As a result of participating in the prototyping weekend conducted during UPSingapore, I was able to massage and mangle a number of datasets, graciously made available by private and public organisations. One of the datasets that I managed to sink my teeth into was the collection of geocoded cab data collected over a 24 hour period on the 15 of May 2012 for 15,694 cabs.
From the data, I was hoping to observe the behavioural patterns of cabs in Singapore.
I started by comparing the differences between available and occupied cabs.
Based on this comparison, a couple of behaviours reveal themselves. As expected is the concentration of available cabs to the east, lined up at Changi Airport. Whilst the rest of the available cabs are generally distributed throughout the heartlands, possibly performing random walks in search of passengers. Occupied cabs, on the other hand, tend to favour major roads and expressways. Also to note is the lack of available cabs along the southeastern coast of the island.
Below is the animated visualisation, visualising cabs from 4pm to 10pm.
Central Business District
The dataset is pretty expansive, affording us to zoom into regions to take a look at how cabs behave at a more localised level.
Bounding ourselves to the Central Business District, it might be interesting to observe their behaviour as they cater to the peak-hour crowd, knocking off from work.

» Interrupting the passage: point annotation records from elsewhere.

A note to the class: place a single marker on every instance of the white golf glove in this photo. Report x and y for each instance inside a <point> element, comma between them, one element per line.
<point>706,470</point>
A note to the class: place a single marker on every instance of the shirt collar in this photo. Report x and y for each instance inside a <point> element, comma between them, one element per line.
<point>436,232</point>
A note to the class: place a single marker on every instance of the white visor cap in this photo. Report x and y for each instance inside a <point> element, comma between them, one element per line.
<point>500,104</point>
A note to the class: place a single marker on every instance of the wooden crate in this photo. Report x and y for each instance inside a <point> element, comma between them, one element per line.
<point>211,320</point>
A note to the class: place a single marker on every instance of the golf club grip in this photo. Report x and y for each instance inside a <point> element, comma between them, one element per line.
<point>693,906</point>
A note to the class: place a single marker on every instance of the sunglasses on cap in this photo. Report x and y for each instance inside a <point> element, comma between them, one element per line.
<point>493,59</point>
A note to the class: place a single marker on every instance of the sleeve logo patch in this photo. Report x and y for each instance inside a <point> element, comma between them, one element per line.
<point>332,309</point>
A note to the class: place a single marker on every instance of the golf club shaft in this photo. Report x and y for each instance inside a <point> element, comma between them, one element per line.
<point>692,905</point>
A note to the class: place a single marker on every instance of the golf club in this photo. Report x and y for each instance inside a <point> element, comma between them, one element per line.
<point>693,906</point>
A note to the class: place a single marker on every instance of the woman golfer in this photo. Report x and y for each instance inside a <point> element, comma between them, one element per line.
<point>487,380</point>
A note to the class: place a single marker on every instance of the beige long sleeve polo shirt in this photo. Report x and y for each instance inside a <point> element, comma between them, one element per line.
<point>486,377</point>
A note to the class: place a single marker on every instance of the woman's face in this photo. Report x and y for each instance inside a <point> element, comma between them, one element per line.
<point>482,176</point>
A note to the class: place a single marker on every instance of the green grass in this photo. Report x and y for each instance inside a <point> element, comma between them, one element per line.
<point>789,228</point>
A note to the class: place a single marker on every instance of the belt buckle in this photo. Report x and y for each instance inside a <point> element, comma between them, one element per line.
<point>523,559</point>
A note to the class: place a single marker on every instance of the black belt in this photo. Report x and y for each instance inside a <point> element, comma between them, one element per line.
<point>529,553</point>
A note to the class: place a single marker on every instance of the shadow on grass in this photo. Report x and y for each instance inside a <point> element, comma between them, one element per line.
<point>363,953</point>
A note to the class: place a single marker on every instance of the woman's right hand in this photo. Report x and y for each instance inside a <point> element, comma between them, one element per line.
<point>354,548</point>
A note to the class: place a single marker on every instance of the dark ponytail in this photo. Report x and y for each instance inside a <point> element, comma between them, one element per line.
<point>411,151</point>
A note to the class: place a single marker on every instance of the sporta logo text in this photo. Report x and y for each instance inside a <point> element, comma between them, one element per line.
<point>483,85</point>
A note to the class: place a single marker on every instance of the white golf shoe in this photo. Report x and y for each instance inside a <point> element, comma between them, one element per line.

An alternative perspective to the data is to focus on the pick-up points or destinations. With this, the focus returns to the Central Business District, plotting all routes that either originate from the area, or end within the district.
To note is the behaviour of passengers, rather than cabbies, that passengers seem to prefer to drop-off on main roads, whilst the pick-up locations are more dispersed.
Fans of the Final Fantasy series might note the resemblance between the visualised routes with Lifestream of Final Fantasy 7. Unintentionally, I find this to be an apt analogy.